For years, while ad revenue has plummeted, college editors have suffered in relative silence. Some have taken to crowdsourcing for money while others have relied on alumni donations to help keep their independent papers afloat. But for many, the task has proved too great, and students have been forced to downsize operations.

Over the last few weeks, a Save Student Newsrooms movement has emerged from the college journalists who are being most affected.

Through social media campaigns, awareness events and editorials, more than 100 newsrooms across the U.S. used their platforms Wednesday to show why it’s important they remain viable and independent.

“I want more people to think about how integral college publications and local publications are to keeping everything in check and being a watchdog as a whole,” said Jemima McEvoy, editor-in-chief of Washington Square News at New York University. “Because if they were gone, I think people would definitely notice.”

A growing number of independent newsrooms have needed to consider whether to re-affiliate with their universities or shutter offices. To editors across the country, the looming possibility of administrative oversight represents an impingement on their freedom — and a potential censorship threat.

One editorial, which appeared in print Wednesday, chronicled the efforts of student journalists who put hours into what they love and warned against university encroachment.

“To place a student run organization in the hands of the school is to take the voice of the student body away,” wrote the editorial board at the University of New Haven’s Charger Bulletin.

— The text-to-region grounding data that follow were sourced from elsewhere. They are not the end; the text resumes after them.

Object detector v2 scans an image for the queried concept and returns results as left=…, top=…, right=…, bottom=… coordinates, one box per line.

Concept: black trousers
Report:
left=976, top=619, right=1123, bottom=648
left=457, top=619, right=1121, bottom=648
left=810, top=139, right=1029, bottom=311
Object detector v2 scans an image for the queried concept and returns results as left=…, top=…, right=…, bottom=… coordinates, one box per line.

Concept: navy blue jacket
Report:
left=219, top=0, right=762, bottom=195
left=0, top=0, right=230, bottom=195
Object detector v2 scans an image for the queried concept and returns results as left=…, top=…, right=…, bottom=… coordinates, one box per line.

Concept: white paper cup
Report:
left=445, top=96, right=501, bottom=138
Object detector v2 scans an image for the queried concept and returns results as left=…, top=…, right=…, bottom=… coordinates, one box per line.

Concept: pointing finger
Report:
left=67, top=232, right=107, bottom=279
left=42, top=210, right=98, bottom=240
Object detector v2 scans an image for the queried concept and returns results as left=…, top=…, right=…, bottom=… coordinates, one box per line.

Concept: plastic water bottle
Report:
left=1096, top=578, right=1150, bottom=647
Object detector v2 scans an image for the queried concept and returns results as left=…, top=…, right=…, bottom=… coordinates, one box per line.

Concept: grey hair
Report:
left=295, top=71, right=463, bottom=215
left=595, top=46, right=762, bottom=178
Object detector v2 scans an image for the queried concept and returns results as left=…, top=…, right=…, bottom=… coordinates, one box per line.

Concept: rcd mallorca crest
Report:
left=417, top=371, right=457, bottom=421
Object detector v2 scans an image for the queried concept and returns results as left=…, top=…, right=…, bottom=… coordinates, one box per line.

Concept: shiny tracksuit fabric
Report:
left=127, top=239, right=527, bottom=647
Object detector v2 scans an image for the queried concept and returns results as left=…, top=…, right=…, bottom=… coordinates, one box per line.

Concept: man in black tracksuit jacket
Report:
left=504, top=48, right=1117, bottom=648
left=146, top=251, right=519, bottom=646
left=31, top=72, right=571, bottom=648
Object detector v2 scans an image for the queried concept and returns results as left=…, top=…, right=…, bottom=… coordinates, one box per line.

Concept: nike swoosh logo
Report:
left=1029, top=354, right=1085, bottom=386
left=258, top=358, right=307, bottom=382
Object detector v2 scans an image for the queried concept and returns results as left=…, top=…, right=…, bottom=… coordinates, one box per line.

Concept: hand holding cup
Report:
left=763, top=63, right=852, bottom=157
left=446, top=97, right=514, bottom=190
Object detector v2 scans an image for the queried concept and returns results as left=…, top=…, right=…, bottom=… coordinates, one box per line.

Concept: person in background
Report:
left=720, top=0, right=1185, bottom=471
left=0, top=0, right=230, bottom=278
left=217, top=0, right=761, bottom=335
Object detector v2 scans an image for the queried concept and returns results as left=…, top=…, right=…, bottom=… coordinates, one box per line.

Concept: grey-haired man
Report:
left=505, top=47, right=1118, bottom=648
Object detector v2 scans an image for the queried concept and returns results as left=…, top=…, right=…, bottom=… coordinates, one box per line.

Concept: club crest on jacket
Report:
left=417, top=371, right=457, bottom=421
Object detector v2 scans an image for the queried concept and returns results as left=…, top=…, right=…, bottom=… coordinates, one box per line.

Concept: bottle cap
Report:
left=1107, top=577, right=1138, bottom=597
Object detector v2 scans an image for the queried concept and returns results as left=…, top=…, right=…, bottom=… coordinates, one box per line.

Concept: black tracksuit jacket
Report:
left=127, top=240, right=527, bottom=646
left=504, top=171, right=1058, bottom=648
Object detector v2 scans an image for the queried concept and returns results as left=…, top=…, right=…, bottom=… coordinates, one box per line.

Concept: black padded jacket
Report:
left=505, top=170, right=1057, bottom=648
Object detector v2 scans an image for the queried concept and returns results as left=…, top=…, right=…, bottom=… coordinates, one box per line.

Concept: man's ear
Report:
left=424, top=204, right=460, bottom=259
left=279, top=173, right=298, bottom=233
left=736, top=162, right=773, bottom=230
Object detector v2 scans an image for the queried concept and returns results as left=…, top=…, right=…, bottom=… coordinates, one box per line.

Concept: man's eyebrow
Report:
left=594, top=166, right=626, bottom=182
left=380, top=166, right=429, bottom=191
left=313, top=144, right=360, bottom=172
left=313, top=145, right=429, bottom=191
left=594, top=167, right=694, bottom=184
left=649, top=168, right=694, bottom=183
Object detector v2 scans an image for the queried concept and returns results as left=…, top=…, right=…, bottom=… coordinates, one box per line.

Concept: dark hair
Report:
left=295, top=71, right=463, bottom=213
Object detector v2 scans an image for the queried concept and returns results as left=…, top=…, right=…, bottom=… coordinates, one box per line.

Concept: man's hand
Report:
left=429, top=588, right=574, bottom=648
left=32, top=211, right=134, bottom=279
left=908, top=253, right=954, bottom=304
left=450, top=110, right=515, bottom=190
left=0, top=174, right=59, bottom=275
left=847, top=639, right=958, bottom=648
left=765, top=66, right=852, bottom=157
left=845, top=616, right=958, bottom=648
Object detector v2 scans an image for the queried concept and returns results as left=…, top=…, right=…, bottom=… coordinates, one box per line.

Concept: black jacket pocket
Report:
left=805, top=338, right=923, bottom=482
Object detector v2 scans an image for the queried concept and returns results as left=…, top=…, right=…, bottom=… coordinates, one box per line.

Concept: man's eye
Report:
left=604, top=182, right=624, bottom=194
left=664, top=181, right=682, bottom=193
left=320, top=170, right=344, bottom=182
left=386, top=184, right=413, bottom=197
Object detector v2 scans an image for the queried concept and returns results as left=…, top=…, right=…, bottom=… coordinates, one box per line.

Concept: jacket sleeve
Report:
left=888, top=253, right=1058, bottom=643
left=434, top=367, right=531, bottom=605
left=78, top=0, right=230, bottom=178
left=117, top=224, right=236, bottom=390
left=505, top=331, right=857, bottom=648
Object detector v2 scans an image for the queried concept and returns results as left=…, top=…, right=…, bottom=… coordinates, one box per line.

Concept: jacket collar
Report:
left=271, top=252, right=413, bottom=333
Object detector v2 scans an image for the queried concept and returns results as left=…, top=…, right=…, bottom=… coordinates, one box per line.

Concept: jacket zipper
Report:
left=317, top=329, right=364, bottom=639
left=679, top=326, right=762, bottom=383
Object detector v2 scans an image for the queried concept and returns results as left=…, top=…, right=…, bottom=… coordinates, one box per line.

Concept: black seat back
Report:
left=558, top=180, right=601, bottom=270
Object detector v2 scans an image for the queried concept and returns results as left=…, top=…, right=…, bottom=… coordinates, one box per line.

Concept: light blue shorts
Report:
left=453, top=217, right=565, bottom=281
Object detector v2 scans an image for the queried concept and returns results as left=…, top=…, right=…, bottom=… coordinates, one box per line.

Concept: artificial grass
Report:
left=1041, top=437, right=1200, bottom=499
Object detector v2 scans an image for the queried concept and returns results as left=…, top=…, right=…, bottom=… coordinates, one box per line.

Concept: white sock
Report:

The Save Students Newsroom initiative got its start after a University of Florida-Gainesville reporter saw on Twitter that a Texas school’s paper was in crisis.

Melissa Gomez, editor-in-chief of the Independent Florida Alligator, saw that the board of Southern Methodist University’s The Daily Campus had decided the independent paper would re-affiliate with SMU and continue only online. Frustrated by the news, Gomez and her managing editors at the Alligator decided to act.

When the College Media Association surveyed its members last year, it found around 30 percent of respondents had reduced the number of papers they printed to deal with declines in funding. Almost 20 percent reported their ad revenue had dropped between 10 percent and 20 percent, with others experiencing an even larger dip.

At NYU, McEvoy has been forced to cut the newspaper by four pages and slice circulation. Meanwhile, Gomez has trimmed the Alligator’s print publication, now down to three times a week. And as Glenn Rohrbacker and staff try to make the University of New Haven’s Charger Bulletin independent, they have already shifted print from weekly to biweekly, with more cuts to come.

“Print may be in our future, but it is not our future,” Rohrbacker said.

For student journalists, the losses their newsrooms are suffering have widespread repercussions. For one, college newspapers are a training ground for future reporters and editors. But students also argued they are filling a need in communities where local papers are now short-staffed or out of business.

“We have the responsibility to make up that hole,” said McEvoy. “But then we’re getting more work and less compensation because the same trend affects us.”

In the last year, student newsrooms have often found themselves at the epicenter of breaking national stories. The State News at Michigan State covered sexual misconduct allegations surrounding gymnastics coach Larry Nassar. At Syracuse University, journalists from the Daily Orange have been breaking stories about a campus fraternity accused of racism.

College newspapers also work to hold their fellow students financially accountable. Gomez said that at the Alligator, her team helps to ensure that the student government puts its $20 million budget to good use.

Amid discussions about threats to journalism, college papers rarely factor, Gomez said.

“A lot of the time, there’s not a lot of advocacy for student journalists,” she said. “We want to make sure we’re part of the conversation, too.”